I have always found proofreading works of writing of any kind, especially my own, painfully laborious. Not because of the amount of time and concentration that it takes to correct all of the little mistakes and debate over word choice, but because it feels like a repetition of thought. To quote an excerpt from Kurt Cobain's Journals, "When creativity flows, it flows." That free flow of thoughts is the life of any piece of writing, especially for someone whose thoughts fall to the paper faster than the speed of light. So, beyond ensuring correctness, why spend so much time proofreading? The only assured result will be the adaptation or censorship of one's own thoughts, which is something that no passionate writer should seek to do. 
To make another allusion to Cobain's published journals, "I like to have strong opinions with nothing to back them up besides my primary sincerity. I like sincerity. I lack sincerity... censorship is very American." Artists at heart often share this sentiment, yet why is it that musicians, painters, and performers require no "proofreading" of their acts? Practice is a separate issue, as it is a part of training. Art cannot be fine-tuned by the creator with analytical intentions, only dissected and desecrated. It seems that far more often than not, my attempts at proofreading serve as a second-guessing of my own ideas and convictions, which is something that I strive to avoid, but inevitably must do in an academic setting. 
I have to somewhat disagree with Jenny Nielsen's post on the "people first rule." Maybe if people weren't so hell-bent on being inoffensive and unbiased a lot more that needs to be said would be said.

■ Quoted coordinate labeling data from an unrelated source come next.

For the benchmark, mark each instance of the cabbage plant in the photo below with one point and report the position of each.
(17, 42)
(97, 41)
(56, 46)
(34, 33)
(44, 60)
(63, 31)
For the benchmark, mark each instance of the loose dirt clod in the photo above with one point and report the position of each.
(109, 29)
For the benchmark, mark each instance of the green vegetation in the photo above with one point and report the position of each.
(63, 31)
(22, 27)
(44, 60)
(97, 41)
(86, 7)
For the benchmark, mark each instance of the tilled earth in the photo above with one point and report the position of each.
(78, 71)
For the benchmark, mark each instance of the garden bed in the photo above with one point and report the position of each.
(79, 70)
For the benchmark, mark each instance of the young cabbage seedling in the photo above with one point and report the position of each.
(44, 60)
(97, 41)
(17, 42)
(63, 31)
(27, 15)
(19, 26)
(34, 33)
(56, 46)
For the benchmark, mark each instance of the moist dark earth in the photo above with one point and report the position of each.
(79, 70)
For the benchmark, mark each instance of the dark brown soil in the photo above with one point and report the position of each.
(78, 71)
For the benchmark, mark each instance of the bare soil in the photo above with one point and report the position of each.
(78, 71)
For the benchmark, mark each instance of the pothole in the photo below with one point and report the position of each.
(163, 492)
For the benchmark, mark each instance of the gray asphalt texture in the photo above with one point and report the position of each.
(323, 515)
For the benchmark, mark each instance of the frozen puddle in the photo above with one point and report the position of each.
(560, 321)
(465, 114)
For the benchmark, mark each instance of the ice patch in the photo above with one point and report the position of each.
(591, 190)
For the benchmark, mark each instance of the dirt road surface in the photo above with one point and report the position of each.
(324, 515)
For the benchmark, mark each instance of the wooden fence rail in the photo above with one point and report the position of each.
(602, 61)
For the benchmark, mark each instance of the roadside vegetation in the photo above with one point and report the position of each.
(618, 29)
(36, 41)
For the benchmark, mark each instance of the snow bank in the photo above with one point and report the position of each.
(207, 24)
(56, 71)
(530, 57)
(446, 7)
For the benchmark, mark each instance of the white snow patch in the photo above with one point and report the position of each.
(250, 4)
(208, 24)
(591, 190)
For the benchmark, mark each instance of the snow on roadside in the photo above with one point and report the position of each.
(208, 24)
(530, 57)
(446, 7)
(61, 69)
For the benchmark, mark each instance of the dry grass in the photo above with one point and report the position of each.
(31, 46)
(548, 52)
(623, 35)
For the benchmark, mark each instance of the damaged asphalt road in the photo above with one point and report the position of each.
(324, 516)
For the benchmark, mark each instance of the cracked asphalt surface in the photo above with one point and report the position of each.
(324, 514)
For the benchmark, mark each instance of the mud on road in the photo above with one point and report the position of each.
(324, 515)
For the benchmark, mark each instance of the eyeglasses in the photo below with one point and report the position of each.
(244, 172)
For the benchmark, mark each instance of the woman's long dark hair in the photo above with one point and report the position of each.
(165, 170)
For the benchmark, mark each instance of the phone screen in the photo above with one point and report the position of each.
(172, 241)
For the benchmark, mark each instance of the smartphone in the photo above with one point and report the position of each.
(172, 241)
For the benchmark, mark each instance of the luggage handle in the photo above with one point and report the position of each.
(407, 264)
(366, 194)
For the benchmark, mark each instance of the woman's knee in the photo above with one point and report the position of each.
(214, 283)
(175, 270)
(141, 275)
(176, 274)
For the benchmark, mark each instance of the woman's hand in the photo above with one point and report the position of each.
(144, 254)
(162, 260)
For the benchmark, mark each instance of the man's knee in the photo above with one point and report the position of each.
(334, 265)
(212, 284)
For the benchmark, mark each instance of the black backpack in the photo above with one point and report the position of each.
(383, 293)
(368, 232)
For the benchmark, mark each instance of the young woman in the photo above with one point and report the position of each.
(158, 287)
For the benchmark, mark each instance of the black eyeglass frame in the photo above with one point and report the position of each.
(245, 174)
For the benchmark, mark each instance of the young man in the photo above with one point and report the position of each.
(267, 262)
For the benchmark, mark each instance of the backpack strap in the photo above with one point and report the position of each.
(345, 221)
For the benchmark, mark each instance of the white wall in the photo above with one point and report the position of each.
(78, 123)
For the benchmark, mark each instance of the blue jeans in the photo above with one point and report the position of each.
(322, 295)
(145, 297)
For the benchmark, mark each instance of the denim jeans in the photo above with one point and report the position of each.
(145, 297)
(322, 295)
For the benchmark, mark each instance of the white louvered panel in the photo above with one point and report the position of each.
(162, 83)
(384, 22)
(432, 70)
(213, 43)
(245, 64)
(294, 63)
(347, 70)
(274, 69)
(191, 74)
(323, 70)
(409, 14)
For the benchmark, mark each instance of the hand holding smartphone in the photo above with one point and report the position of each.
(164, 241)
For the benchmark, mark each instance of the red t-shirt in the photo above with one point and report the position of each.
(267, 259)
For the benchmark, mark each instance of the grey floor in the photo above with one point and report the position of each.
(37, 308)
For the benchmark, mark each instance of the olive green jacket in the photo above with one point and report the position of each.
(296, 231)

  1. Editing is very tedious but necessary part of writing. I want to tell my story and not have to read it over a thousands times although, most of the time, the rewrites help produce a better product in the end.

  2. I liked the quote you used to prove your point about the creative innovation of writers. A teacher once told me that in order to create a masterpiece, you must first be able to "kill your baby." Though harsh and unethical, the meaning behind it stays true. As a writer, it is important to be able to look beyond what you write to make it that much more brilliant.

  3. Interesting thought about how proofreading could lead to censoring oneself. I hadn't considered that because when I think of proofreading I'm mostly considering technical errors, clarifying prose or dialogue, and not making huge substantive changes in content, theme, etc.